146, Maria Carmen de Jesus

Leila Rodrigues

Todo dia ela acorda como de costume, com o barulho do ônibus que passa na sua rua antes do dia amanhecer. Mas nem por isso deixa de se benzer e agradecer por ter amanhecido. No automático, se prepara para o seu dia, nem se vê direito no espelho. Para quê? Já se conhece, já sabe como está e não gosta muito do que vê.

Faz seu café de sempre e o toma encostada na janela, este é outro ritual que ela segue sem se dar conta dele. Da janela, ela enxerga o sol batendo na serra, ouve as maritacas em reunião matinal e acompanha o pé de limão que, nesta época do ano, começa a florir. 

Ela não tem opção, tem trabalho para fazer, tem que ir. Cada dia é só mais um dia como outro qualquer. Sem glamour, sem música de fundo, sem ninguém interessado em curtir seus fatos, ela vai mesmo assim e distribui seus “bom dia” com verdade e com sorriso. Ela pode até achar que não carrega nenhum encanto… Mas ela os distribui.

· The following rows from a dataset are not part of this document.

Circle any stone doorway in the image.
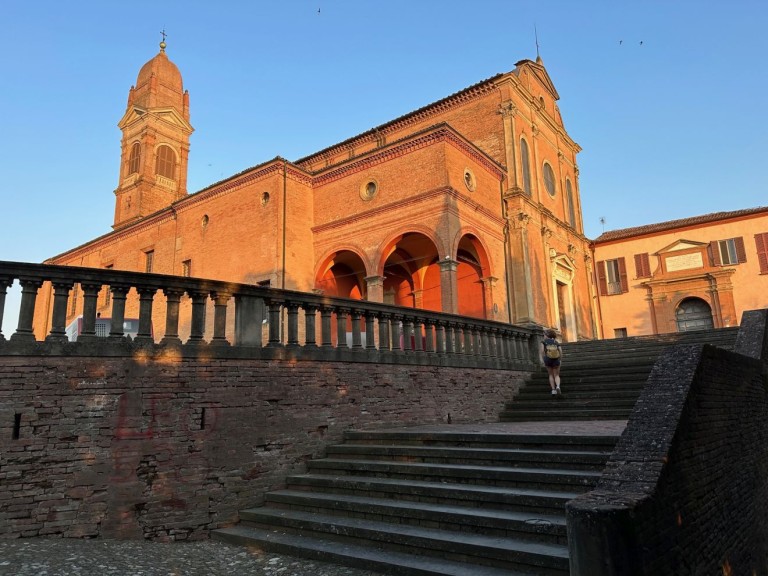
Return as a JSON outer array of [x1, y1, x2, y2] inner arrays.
[[675, 298, 715, 332]]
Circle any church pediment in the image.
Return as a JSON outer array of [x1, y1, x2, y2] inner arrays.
[[656, 239, 707, 255], [117, 106, 194, 133], [515, 59, 560, 100]]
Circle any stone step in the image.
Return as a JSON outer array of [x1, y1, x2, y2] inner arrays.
[[260, 490, 568, 544], [231, 508, 568, 574], [344, 430, 621, 450], [506, 382, 641, 400], [327, 444, 610, 470], [211, 526, 533, 576], [307, 458, 600, 490], [499, 408, 631, 422], [286, 474, 581, 515], [506, 396, 637, 410]]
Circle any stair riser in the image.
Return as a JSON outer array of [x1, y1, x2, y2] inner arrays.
[[328, 450, 609, 472], [240, 519, 568, 575], [255, 498, 568, 545], [287, 479, 578, 515], [304, 469, 597, 493]]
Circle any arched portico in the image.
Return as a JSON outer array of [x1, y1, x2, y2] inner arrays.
[[315, 250, 368, 300]]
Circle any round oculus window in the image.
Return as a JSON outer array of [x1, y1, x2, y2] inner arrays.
[[544, 162, 557, 198], [464, 168, 477, 192], [360, 180, 379, 200]]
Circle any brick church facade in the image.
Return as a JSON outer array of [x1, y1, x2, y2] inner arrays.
[[36, 44, 597, 340]]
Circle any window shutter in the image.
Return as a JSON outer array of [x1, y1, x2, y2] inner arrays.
[[733, 236, 747, 264], [755, 232, 768, 274], [597, 260, 608, 296], [709, 242, 723, 266], [635, 252, 651, 278], [618, 256, 629, 292]]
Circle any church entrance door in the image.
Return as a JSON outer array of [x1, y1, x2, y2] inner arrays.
[[675, 298, 715, 332]]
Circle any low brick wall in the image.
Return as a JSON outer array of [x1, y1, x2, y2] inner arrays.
[[0, 353, 528, 540], [567, 342, 768, 576]]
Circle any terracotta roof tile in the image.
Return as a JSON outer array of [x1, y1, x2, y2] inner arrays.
[[593, 206, 768, 244]]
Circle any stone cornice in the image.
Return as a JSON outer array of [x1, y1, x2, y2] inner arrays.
[[46, 159, 311, 262], [312, 123, 504, 187], [312, 186, 504, 234], [295, 73, 510, 168]]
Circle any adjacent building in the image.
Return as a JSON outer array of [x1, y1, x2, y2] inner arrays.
[[593, 207, 768, 338]]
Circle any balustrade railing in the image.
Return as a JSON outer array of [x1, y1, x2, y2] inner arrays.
[[0, 261, 539, 367]]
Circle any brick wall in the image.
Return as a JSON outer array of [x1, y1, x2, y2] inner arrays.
[[0, 353, 526, 540], [567, 340, 768, 576]]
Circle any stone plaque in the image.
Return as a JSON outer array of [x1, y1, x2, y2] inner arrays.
[[667, 252, 704, 272]]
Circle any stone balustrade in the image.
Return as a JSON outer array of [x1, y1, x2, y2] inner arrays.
[[0, 261, 540, 369]]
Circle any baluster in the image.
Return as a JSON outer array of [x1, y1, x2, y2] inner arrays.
[[267, 298, 283, 348], [413, 317, 424, 352], [45, 281, 74, 342], [445, 322, 456, 356], [352, 308, 363, 351], [392, 314, 403, 352], [453, 322, 466, 354], [107, 285, 130, 340], [424, 318, 435, 354], [211, 292, 232, 346], [403, 316, 413, 352], [336, 308, 349, 348], [479, 327, 491, 358], [134, 286, 157, 343], [77, 283, 101, 342], [435, 320, 448, 354], [320, 306, 333, 348], [379, 312, 392, 352], [0, 276, 13, 342], [304, 304, 318, 348], [160, 288, 184, 346], [186, 290, 208, 346], [285, 301, 299, 347], [365, 310, 376, 350]]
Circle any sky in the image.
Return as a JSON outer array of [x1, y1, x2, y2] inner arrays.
[[0, 0, 768, 336]]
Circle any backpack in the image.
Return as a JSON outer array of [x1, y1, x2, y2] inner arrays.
[[544, 340, 560, 360]]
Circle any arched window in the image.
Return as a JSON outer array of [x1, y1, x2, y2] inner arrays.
[[544, 162, 557, 198], [155, 146, 176, 180], [565, 179, 576, 228], [520, 139, 531, 196], [128, 142, 141, 174]]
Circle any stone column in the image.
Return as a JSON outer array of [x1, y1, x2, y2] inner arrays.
[[440, 258, 459, 314], [480, 276, 498, 320], [509, 212, 534, 324], [365, 276, 384, 302]]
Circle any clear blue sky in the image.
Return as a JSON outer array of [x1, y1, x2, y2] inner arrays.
[[0, 0, 768, 336]]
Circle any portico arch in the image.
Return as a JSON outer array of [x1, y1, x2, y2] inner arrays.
[[315, 249, 367, 300], [456, 234, 496, 318], [379, 232, 443, 311]]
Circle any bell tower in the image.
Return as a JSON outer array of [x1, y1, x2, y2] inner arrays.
[[112, 33, 194, 229]]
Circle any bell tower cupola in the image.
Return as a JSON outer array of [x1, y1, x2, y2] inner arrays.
[[112, 33, 194, 229]]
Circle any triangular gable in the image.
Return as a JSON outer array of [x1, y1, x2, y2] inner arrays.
[[656, 238, 707, 254], [117, 106, 193, 132], [515, 59, 560, 100]]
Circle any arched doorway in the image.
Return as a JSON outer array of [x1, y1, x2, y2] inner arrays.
[[315, 250, 367, 346], [315, 250, 366, 300], [675, 298, 715, 332], [383, 232, 442, 311]]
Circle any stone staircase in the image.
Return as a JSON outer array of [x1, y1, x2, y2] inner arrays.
[[499, 328, 738, 422], [212, 329, 737, 576], [212, 431, 618, 576]]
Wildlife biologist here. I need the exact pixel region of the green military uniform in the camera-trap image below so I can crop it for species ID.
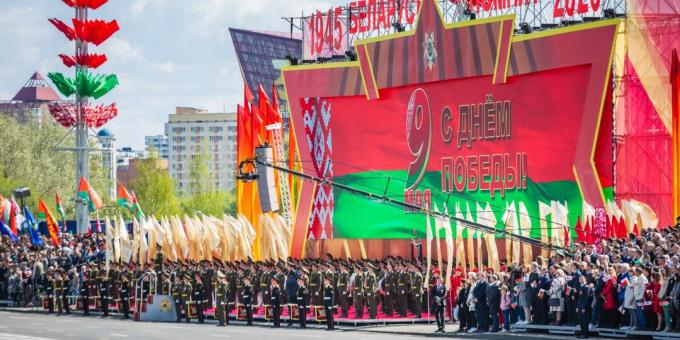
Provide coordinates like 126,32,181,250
54,273,64,315
258,271,272,306
153,251,165,294
338,268,349,318
411,271,423,318
383,270,399,316
215,272,229,326
353,272,365,319
365,270,378,319
180,280,193,323
309,270,323,308
172,277,186,322
397,270,411,318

Ela trabalha, cuida, limpa, arruma, cozinha, serve, limpa de novo, limpa o que ninguém gosta de limpar, ouve a mulher reclamar do marido, ouve um irmão reclamar do outro irmão e ouve os cães reclamarem atenção. Enquanto isso, ela limpa. Limpa, cuida, esfrega e vai levando a sujeira para algum lugar que ninguém veja.

Ela sabe que precisa se cuidar, que precisa se consultar, que precisa parar um pouco. Mas na sua dupla ou tripla jornada diária, não tem espaço para ela mesma. Então, ela usa o pouco tempo que lhe resta e manda mensagens para a mãe que mora longe, para o filho que mora mais longe ainda e  reza para que todos fiquem bem.

 O dia passa e não deu tempo do filtro solar, o dia passa e ela nem viu o tempo passar. O dia passa e ela só pensa na mala de roupa que ficou sem passar. Tanta gente usufrui dos seus serviços e muito poucos a percebem de fato. Ela é invisível a muitos olhos. Talvez até aos seus próprios olhos. 

 

O que ela não percebe é a falta que faz! A falta que faz o seu bom dia no caminho e a falta que os cães sentem dela quando não aparece no trabalho. A falta que faz a sua comida, a roupa lavada, a janta na mesa e o seu sorriso sereno disposto a ouvir quem quisesse falar.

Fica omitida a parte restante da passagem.